The point of this sort of thing is that "it could happen here". And while the scenery of London (Parliament, the Old Bailey, Telecom Tower, Number 10, the Tube) is all there, the institutions are different.
The scary thing to me about fascism is how it usurps the state, not entirely replacing it - isn't it a bit of a waste to have a fascist leader in Britain who isn't Prime Minister, and surely the secret police ought to have been Special Branch? The only subverted state institution was the Church of England - we see the paedophile bishop (which is no longer really shocking either). Is this just because it would have been too radical/political for the 1980s? That the bad guys had to be racist, homophobic and Mengele-like bad guys, just so that nobody was in any doubt they were bad...

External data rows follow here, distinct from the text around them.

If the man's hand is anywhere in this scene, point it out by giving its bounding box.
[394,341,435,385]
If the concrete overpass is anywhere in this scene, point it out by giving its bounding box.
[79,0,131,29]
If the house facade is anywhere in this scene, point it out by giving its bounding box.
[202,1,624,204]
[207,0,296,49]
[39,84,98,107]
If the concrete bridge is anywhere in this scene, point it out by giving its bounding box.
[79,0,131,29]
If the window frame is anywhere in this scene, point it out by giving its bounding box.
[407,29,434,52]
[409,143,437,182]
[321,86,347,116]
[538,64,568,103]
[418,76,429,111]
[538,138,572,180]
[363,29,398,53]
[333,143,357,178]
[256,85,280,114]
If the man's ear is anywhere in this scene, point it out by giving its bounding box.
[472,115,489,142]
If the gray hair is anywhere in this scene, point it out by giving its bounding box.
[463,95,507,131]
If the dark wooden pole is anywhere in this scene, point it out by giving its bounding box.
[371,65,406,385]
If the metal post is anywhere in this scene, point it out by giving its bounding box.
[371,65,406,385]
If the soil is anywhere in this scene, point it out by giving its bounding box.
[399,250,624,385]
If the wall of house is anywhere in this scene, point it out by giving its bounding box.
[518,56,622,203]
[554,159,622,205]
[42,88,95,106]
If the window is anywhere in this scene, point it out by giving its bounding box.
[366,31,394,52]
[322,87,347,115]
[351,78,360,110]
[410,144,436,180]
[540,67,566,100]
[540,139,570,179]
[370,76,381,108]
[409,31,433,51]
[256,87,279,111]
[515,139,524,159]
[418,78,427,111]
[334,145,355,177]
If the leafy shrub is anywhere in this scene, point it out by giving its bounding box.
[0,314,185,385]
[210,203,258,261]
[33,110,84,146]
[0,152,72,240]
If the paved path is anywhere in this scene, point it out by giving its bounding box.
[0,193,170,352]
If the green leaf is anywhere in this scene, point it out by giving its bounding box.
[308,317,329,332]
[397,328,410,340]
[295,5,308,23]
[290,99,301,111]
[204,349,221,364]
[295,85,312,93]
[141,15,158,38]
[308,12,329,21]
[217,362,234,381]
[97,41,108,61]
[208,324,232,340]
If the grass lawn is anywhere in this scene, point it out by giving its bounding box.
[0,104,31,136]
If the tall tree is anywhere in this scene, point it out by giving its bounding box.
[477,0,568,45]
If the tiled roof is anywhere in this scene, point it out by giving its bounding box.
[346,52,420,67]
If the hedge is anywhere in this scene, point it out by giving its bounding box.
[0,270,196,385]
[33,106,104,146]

So, is anyone writing the V for Vendetta for the age of the War on Terrorism? Or are we in the end-times with no need for satire?
Re: Institutions...
Date: 2005-09-28 07:08 pm (UTC)Arguably, this is the backstory that preyed on Alan Moore's mind when he wrote 'V' - but he went for an even more dystopian vision, with a collapse back to conditions seen in 1920's Germany leading to a fascist militia arising from the rubble of civil society. This is in contrast to the milder (and more plausible) case in 'What if Gordon Banks...' of an authoritarian leader taking legitimate power through the Parlimentiary process and consolidating dictatorial 'emergency' powers that are used with to dismantle democracy.